Pedro Neves e Luís Neves

“A agricultura é uma óptima terapia para as pressões do dia-a-dia”

Apanha da azeitona é também uma oportunidade para convívio familiar entre diferentes gerações.


Pedro Neves e Elsa Pereira, um jovem casal de Rexaldia, freguesia de Chancelaria, encaminham anualmente todo o produto das suas cerca de 200 oliveiras galegas para o Lagar do Miguel, onde Pedro também dá uma ajuda nos dias de maior aperto. Este ano, com ajudas pontuais de familiares, já apanharam quatro mil quilos de azeitona, que lhes renderam 800 litros de azeite. A apanha é feita de forma manual, com recurso a varas pneumáticas e a bateria, uma ajuda para tornar a apanha mais rápida.
Pedro tem 33 anos e garante que a agricultura é uma óptima terapia para descontrair das pressões diárias do trabalho e estar em comunhão com a natureza. Pedro e Elsa herdaram as 200 oliveiras, de que cuidam com dedicação, porque o azeite, para além de ser para consumo próprio, também lhes rende alguns euros suplementares pela venda a particulares. Gostavam de plantar mais oliveiras, porque apesar de só terem uma filha e não pensarem em mais, acreditam que vale a pena apostar no sector agrícola como complemento da economia local e familiar.
Faustino Bento tem 83 anos e, depois de uma vida passada a trabalhar na agricultura, se pudesse regressar ao passado garante que não trocaria essa vida por nenhuma outra. As mil e duzentas oliveiras da variedade cobrançosa e galega que possui na freguesia de Chancelaria são apanhadas pela família. O filho, João Pedro Bento, encarrega-se de usar a motosserra para cortar os ramos que estão mais altos e de conduzir o tractor com uma pá carregadora própria para onde vai a azeitona apanhada nos panos, já parcialmente limpa de galhos secos e folhas, que irá depois para o lagar.
A filha, Teresa Bento, e a nora, Lurdes Oliveira, compõem o resto do rancho liderado por Faustino Bento.
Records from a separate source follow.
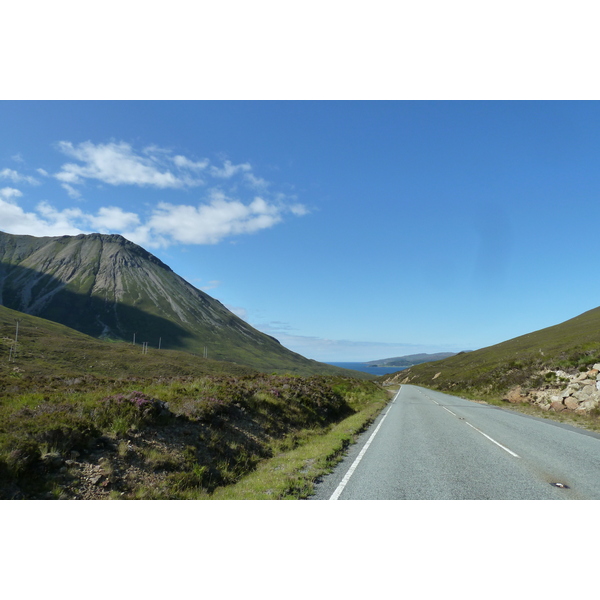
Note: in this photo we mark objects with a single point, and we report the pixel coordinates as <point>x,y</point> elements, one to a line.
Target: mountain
<point>55,351</point>
<point>108,287</point>
<point>525,361</point>
<point>410,359</point>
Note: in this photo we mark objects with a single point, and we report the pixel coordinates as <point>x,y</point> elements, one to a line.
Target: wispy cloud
<point>16,177</point>
<point>168,224</point>
<point>241,207</point>
<point>332,350</point>
<point>118,164</point>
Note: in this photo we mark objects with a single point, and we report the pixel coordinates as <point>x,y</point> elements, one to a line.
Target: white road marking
<point>493,440</point>
<point>479,430</point>
<point>343,483</point>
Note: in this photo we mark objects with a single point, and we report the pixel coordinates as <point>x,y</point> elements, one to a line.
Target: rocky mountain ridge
<point>108,287</point>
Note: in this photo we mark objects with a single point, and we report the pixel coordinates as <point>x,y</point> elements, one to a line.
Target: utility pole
<point>16,339</point>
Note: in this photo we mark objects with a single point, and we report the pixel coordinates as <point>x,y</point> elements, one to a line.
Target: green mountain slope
<point>107,287</point>
<point>52,350</point>
<point>410,359</point>
<point>570,346</point>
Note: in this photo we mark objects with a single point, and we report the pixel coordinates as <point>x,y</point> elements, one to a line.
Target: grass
<point>572,346</point>
<point>177,438</point>
<point>292,473</point>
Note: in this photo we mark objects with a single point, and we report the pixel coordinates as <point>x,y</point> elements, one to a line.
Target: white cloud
<point>185,163</point>
<point>73,193</point>
<point>16,177</point>
<point>229,170</point>
<point>118,164</point>
<point>113,218</point>
<point>13,219</point>
<point>210,223</point>
<point>222,214</point>
<point>328,350</point>
<point>9,193</point>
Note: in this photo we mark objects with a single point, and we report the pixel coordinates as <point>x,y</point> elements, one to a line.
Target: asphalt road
<point>426,445</point>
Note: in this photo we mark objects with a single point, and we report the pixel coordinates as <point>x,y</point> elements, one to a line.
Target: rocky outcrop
<point>579,393</point>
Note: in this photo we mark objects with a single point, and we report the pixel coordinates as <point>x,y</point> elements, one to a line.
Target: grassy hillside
<point>86,419</point>
<point>110,288</point>
<point>50,350</point>
<point>492,371</point>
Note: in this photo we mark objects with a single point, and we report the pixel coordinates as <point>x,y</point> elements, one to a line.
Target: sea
<point>368,369</point>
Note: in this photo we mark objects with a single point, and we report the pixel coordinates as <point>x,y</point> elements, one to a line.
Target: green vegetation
<point>181,438</point>
<point>109,288</point>
<point>530,361</point>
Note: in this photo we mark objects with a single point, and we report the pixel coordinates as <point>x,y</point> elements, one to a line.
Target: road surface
<point>426,445</point>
Os netos, ocupados com as suas profissões e a morar longe da terra, aparecem uma vez ou outra, mas não se pode contar com eles para a apanha da azeitona.
Faustino Bento diz que não compensa recorrer a mão-de-obra extra familiar para a apanha da azeitona porque, para além de ser dispendiosa (6 euros/hora por pessoa mais seguros e outros “pózinhos”), também não há quem queira dedicar-se à actividade “porque é dura e sazonal”.
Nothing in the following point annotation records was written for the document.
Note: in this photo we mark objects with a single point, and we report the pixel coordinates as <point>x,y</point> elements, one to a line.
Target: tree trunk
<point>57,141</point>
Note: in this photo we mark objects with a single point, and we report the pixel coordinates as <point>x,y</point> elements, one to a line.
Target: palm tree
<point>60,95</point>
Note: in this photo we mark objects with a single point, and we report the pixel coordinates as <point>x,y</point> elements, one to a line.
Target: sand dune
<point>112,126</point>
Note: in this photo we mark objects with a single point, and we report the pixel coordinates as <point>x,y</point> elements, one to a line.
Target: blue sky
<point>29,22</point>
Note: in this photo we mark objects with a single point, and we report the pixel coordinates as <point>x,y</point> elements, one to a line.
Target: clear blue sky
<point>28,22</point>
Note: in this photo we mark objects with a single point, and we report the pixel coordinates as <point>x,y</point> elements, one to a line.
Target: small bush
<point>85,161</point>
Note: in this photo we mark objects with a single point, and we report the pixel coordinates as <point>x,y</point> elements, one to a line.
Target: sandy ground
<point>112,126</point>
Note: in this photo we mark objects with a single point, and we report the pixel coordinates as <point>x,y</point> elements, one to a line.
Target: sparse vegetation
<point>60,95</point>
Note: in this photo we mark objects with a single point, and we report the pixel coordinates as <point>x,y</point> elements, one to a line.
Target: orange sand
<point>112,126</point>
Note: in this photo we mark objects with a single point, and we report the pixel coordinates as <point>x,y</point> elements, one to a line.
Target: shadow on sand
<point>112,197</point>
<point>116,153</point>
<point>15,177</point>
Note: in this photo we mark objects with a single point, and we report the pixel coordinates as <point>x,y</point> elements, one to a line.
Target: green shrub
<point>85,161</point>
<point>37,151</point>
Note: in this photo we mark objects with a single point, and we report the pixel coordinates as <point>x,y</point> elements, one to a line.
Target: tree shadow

O azeite desta campanha vai ser guardado para consumo de toda a família e o restante, refere Faustino, vai ficar no lagar. O rendimento de três euros e meio por litro que o lagar lhe pagará justifica a transacção, em detrimento de vender a particulares por mais um euro por litro. Faustino lembra que antigamente as pessoas que não tinham oliveiras compravam aos 30 e 50 litros de azeite por ano para terem em casa mas actualmente “as que compram é só aos cinco litros de cada vez e quando é” por isso não vale a pena trazer para casa mais do que o necessário para a família, diz.
Teresa Bento garante que a apanha da azeitona, apesar de ser um trabalho duro, é também uma boa oportunidade para a família e amigos se juntarem e conviverem. A relativa mecanização da apanha, diz Teresa, facilita a tarefa que fica mais nas mãos dos homens, que manuseiam as varas, cabendo às mulheres o levantar dos panos e o “repinhar” dos ramos cortados.